The king of Eswatini, Africa’s last absolute monarchy, shaken by a violent protest, called on Saturday for calm and announced that a national dialogue would be launched, the day after a visit by mediators from southern Africa.
But the opposition and civil society have already rejected the call for talks.
Formerly known as Swaziland, Eswatini, a small landlocked state of 1.3 million people where protests are rare, has been the scene of pro-democracy demonstrations by students, civil servants, transport workers and health care workers since June, leading the authorities to deploy the army.
“King Mswati III has announced that a process of national dialogue (…) will be initiated”, after the annual ritual ceremonies of Incwala – celebrating royalty – which begin in November and traditionally last about a month, said the king’s main representative, Themba Ginindza, quoted on the government’s Twitter account.
During Incwala, the king isolates himself and does not participate in any government activities.
According to Ginindza, the king has called for calm and “an end to all violence, as no dialogue can take place when tempers are so high.
But opposition political parties and civil society organizations called the call for dialogue “a ploy to mislead” the mediators.
“We have long lost hope in such forums and, as a result, we will not participate in the meeting,” they said in a statement.
“We will not let the king who has blood on his hands decide how and when the dialogue will be held,” they said, “There can be no calm or peaceful dialogue while the security forces continue to kill and maim people.
At least two people were killed and 80 injured Wednesday in clashes with security forces who fired tear gas and rubber bullets but also opened live fire.
Police say 37 people have been killed since the protests began in June, but a citizens’ group, the Leftu Sonkhe Institute of Strategic Thinking and Development, puts the death toll at around 80.
“His Majesty has instructed us to extend our sincere condolences to all those who lost loved ones during the unrest,” Ginindza also said.
On Thursday, the day the 16-nation Southern African Development Community (SADC) mediators arrived, the government banned the demonstrations after severely restricting internet access the day before, which was finally restored on Friday.

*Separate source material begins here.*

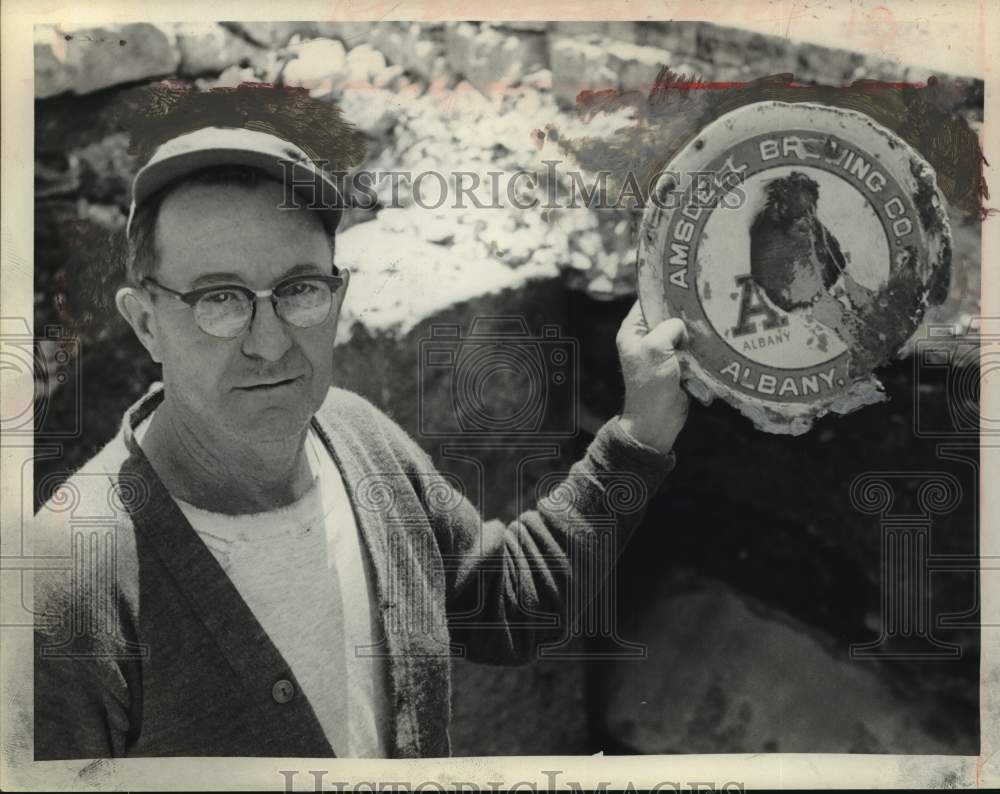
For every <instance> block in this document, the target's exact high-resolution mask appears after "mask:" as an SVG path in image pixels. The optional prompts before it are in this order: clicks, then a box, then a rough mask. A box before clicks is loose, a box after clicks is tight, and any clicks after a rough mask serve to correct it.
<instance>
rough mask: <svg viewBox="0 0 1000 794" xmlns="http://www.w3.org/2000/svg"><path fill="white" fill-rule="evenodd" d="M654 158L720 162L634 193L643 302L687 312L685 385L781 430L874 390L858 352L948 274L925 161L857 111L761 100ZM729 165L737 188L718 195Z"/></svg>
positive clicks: (684, 352)
mask: <svg viewBox="0 0 1000 794" xmlns="http://www.w3.org/2000/svg"><path fill="white" fill-rule="evenodd" d="M776 127H777V128H779V129H780V132H775V128H776ZM669 169H670V171H671V172H681V173H684V172H686V171H688V170H709V171H714V172H717V173H719V174H720V178H719V179H718V180H716V181H715V184H716V185H717V186H718V187H717V188H716V189H714V190H707V191H701V192H696V191H695V190H689V191H687V192H686V193H685V194H684V195H683V197H682V199H681V201H680V202H679V204H678V205H677V207H676V208H672V209H665V208H663V207H657V206H651V207H649V208H648V209H647V211H646V213H645V215H644V217H643V230H642V234H641V236H640V251H639V272H640V276H639V279H640V297H641V298H642V303H643V310H644V311H645V312H646V313H647V319H648V320H650V321H652V322H657V321H658V320H659V319H661V318H662V317H665V316H669V315H676V316H679V317H681V318H682V319H683V320H684V321H685V322H686V323H687V327H688V329H689V332H690V334H691V337H692V341H691V345H690V347H689V348H688V350H687V351H686V352H684V353H683V354H682V355H683V357H684V360H685V364H686V367H687V371H688V375H689V379H688V387H689V389H690V390H691V391H692V393H693V394H695V396H697V397H699V399H701V400H703V401H704V402H709V401H710V400H711V399H713V398H714V397H715V396H721V397H723V398H724V399H726V400H727V401H728V402H730V403H732V404H733V405H734V406H736V407H737V408H739V409H740V410H741V411H742V412H743V413H744V414H746V415H747V416H749V417H750V418H751V419H753V421H754V423H755V424H756V425H757V426H758V427H759V428H761V429H764V430H768V431H770V432H779V433H793V434H797V433H802V432H805V431H806V430H808V429H809V427H810V426H811V424H812V421H813V420H814V419H815V418H816V417H818V416H821V415H823V414H825V413H827V412H830V411H834V412H838V413H846V412H848V411H851V410H854V409H856V408H859V407H861V406H862V405H866V404H870V403H873V402H878V401H880V400H881V399H884V395H883V393H882V390H881V385H880V384H879V383H878V381H877V380H876V379H875V378H874V377H873V376H872V374H871V370H872V368H873V367H875V366H879V365H880V364H883V363H885V362H886V361H888V360H889V359H890V358H891V357H892V356H894V355H895V354H896V353H897V352H898V350H899V348H900V347H901V346H902V345H903V344H904V343H905V341H906V340H907V339H908V338H909V337H910V336H911V335H912V334H913V332H914V331H915V330H916V327H917V325H918V324H919V322H920V320H921V319H922V317H923V313H924V311H925V309H926V307H927V306H928V305H930V304H932V303H934V302H937V301H940V300H941V299H942V297H943V292H944V290H943V289H942V288H941V285H942V283H943V285H944V286H945V287H946V286H947V281H948V270H949V262H950V234H949V231H948V226H947V220H946V216H945V214H944V211H943V209H942V201H941V199H940V197H939V194H938V191H937V186H936V183H935V181H934V175H933V171H932V170H931V168H930V166H928V165H927V164H926V163H925V162H924V161H923V160H922V159H921V158H920V156H919V155H918V154H916V153H915V152H914V151H913V150H912V149H911V148H910V147H909V146H907V144H906V143H904V142H903V141H902V140H901V139H899V138H898V137H896V136H895V135H894V134H893V133H892V132H890V131H889V130H886V129H885V128H883V127H881V126H879V125H877V124H876V123H875V122H873V121H872V120H871V119H870V118H868V117H867V116H865V115H863V114H861V113H858V112H855V111H847V110H841V109H837V108H830V107H825V106H822V105H814V104H808V103H800V104H794V105H793V104H785V103H779V102H766V103H759V104H756V105H749V106H746V107H743V108H740V109H738V110H735V111H732V112H730V113H728V114H726V115H725V116H722V117H721V118H719V119H718V120H716V121H715V122H713V123H712V124H711V125H709V127H707V128H706V129H705V130H704V132H703V133H702V134H701V135H700V136H699V137H698V138H697V140H695V141H693V142H692V143H691V144H689V145H688V146H687V147H686V148H685V149H683V150H682V151H681V152H680V154H678V156H677V157H676V158H675V159H674V160H673V161H672V162H671V163H670V166H669ZM734 174H737V175H739V182H740V185H741V189H742V192H743V194H744V196H743V198H744V199H745V200H743V201H740V202H731V201H728V202H727V201H726V200H725V198H726V192H727V189H728V188H730V187H731V186H732V184H733V181H732V179H731V178H730V177H732V175H734Z"/></svg>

During their two-day visit, the mediators met with the king, the government and civil society groups.
In a statement released Saturday, South African head of state Cyril Ramaphosa, who currently chairs the SADC security body, supported the idea of a national dialogue in Eswatini and called for “calm, restraint, respect for the rule of law and human rights on the part of all parties, to enable the process to get underway.
Crowned in 1986, Mswati III, who has 15 wives and more than 25 children, is reviled for his iron fist and lavish lifestyle in a country where two-thirds of the population lives below the poverty line.